Harvey even made a replica of the road works in cake form, making a chocolate sponge with peanut butter frosting and topping her creation with Lego people and mini diggers, traffic cones and a 'Road Closed' sign.
Sharing photos on Facebook, she wrote: "Happy first birthday to our street construction! It was one year ago this week when they first began to rip up our street.
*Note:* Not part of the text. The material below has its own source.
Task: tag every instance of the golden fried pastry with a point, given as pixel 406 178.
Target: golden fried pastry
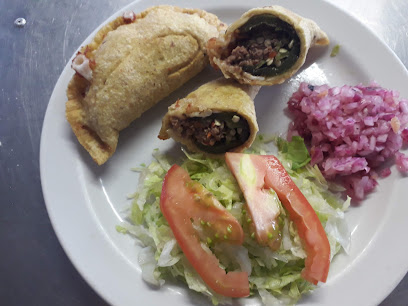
pixel 217 117
pixel 132 63
pixel 265 46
One year later, half the street is impassable - just last week, we had a massive, 6-foot-deep hole!
"To celebrate, I created a replica of the street scene in cake form: two layers of chocolate sponge with peanut butter frosting. "
Many people commenting to commend Harvey's amusing take on the milestone.
"This is brilliant," one Facebooker wrote.
Someone else said: "Best. Post. Ever."
A third added: "I love this so much. Also, peanuts for gravel? Brilliant."
Speaking to WWL, Harvey said she'd seen a neighbour announce the approaching anniversary on Facebook and decided to take the opportunity to put her baking skills to good use.
She explained: "I make birthday cakes for my kids, I make birthday cakes for my husband and me, so why not make a birthday cake for our street construction?"
Harvey said she received a flyer when the construction started in the neighbourhood, being told the project would last two-to-four weeks.
However, more than a year later, things aren't looking any better.
Ramsey Green, deputy chief administrative officer for infrastructure for the city of New Orleans, says the delay has largely been due to bad weather, environmental problems and the coronavirus pandemic.
Green told WWL: "I myself was out there all morning [16 March] meeting with the Executives of the company and making sure we've got tighter deadlines given how long the project has taken."
Harvey, on the other hand, believes things have taken so long because there's been a lack of consistency in the scheduling, telling WGNO: "The work has definitely picked up in the last couple of weeks. But you never know when it's going to stop and when it's going to start back up again."